Energy stocks exposed to AI were swept up in the tech sector sell-off on Monday, as advances in AI by Chinese startup DeepSeek raised questions about corporate AI spending levels American companies and their market domination.
Energy of the constellations (CEG), the largest nuclear power plant operator in the United States, fell a record 19%, while power producer Vistra Corp (VST) sank an intraday record 29%. Manufacturer and repairer of electrical equipment GE Vernova (GEV) decreased by 21%. Even the nuclear start-up Oklo (OKLO) fell by 21%.
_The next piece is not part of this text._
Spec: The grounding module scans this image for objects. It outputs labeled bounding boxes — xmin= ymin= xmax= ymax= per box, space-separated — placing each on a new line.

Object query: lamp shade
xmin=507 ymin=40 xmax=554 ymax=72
DeepSeek, a Chinese AI startup, released a new AI model January 20 which is consulted as competitive as OpenAI chatbots and other American technology companies. It was also cheaper to manufacture, requiring fewer AI chips than models from the bigger players.
Big Tech is insatiable energy needs for data centers we sent energy reserves fly away in 2024 and this year, with Goldman Sachs estimating electricity demand will increase by 160% by 2030.
Last year, Constellation announced a nuclear energy deal with software giant Microsoft to relaunch a unit in Three Mile Island, Pennsylvania. In December, social media giant Meta (META) published a request for proposals nuclear power developers to help meet the company’s AI needs.
Constellation, Vistra and GE Vernova all hit new records last week following President Donald Trump’s announcement. a new 500 billion dollar project — supported by SoftBank (SFTBY), Oracle(ORCL) and OpenAI.
Wall Street analysts objected to the market reaction on Monday.
“I don’t think DeepSeek is the end all be all for AI infrastructure,” Stacy Rasgon, Bernstein’s managing director and principal analyst, told Yahoo Finance on Monday.
“The models they [DeepSeek] built are fantastic, they really are and they have pulled a number of efficiency levers, but what they are doing is also not miraculous, nor unknown to other major AI researchers or AI labs that exist “, he added.
Analysts expect to get more clarity later this week when Microsoft (MSFT) and Meta, two major investors in AI data center infrastructure, are expected to report results.
Their prospects will also likely impact AI chipmaker Nvidia (NVDA). It is estimated more than 40% of Nvidia’s revenue comes from Microsoft, Meta, Alphabet (GOOG, GOOGLE) and Amazon (AMZN), according to Bloomberg data.